Other European countries, notably Ireland and Norway, were alarmed enough to ban the import of all non-native crayfish. But similar efforts elsewhere have been stymied by one of those wonderful institutions of economic globalization, the General Agreement on Trade and Tariffs. Because it had a preexisting trade in crayfish, Germany was not allowed under GATT to block the import of exotic crayfish, regardless of any disease risk to its native species. (It’s a good thing the British abolitionists celebrated in Adam Hochschild’s new book Bury the Chains didn’t have GATT to contend with.)
Meanwhile, back in California, the signal crayfish had also reached the Bay Area, which was already home to the sooty crayfish, P. nigrescens, found here and nowhere else in the world. I haven’t been able to identify the tipping point, but before too long there were no more sooty crayfish; it was the first North American crayfish species to meet global extinction. What happened can be inferred from the competition between signal crayfish and the Shasta crayfish (P. fortis), endangered but still hanging on in the Northern California mountains. Compared with Shasta crayfish, signals have a broader diet and tolerate a wider range of water conditions; they’re larger, more prolific, faster-growing, more aggressive.
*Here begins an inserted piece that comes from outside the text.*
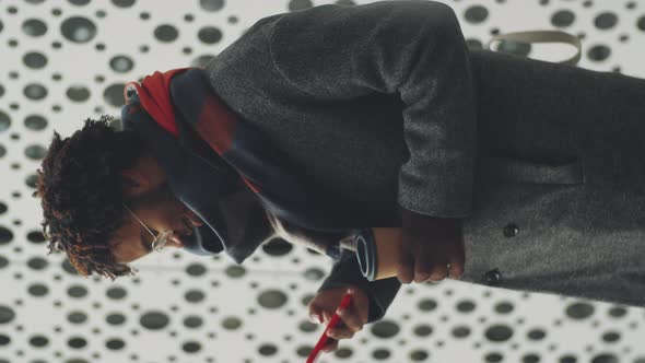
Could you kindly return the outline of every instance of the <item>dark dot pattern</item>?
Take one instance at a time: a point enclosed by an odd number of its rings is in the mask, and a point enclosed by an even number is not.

And they’re pushing their Shasta relatives to the wall.
The sooty crayfish may be long gone, but signal crayfish are still impacting stream ecosystems in the Bay Area. A couple of years ago, biologist Frank Yoon implicated the exotic species in the decline of a small fish called the prickly sculpin in Strawberry Creek.
He sank four isolation cages in the creek and stocked them with sculpins (caught elsewhere) and signal crayfish. Control cages contained only fish. After 10 days, only two sculpins remained in the experimental cages, while the control cages had 100 per cent survival rates. Yoon didn’t catch the crayfish in the act, but you could make a prima facie case for predation. He did see crayfish attacking sculpins in a laboratory setting.
Can anything be done about these invaders? The British have reported some success with pheromone traps using slow-release gels. And while I don’t have a population estimate, I suspect even in Strawberry Creek you’d have the makings of a lot of etouffe. Hey, if P. leniusculus is good enough for those picky Swedes, I’m willing to approach it with an open mind.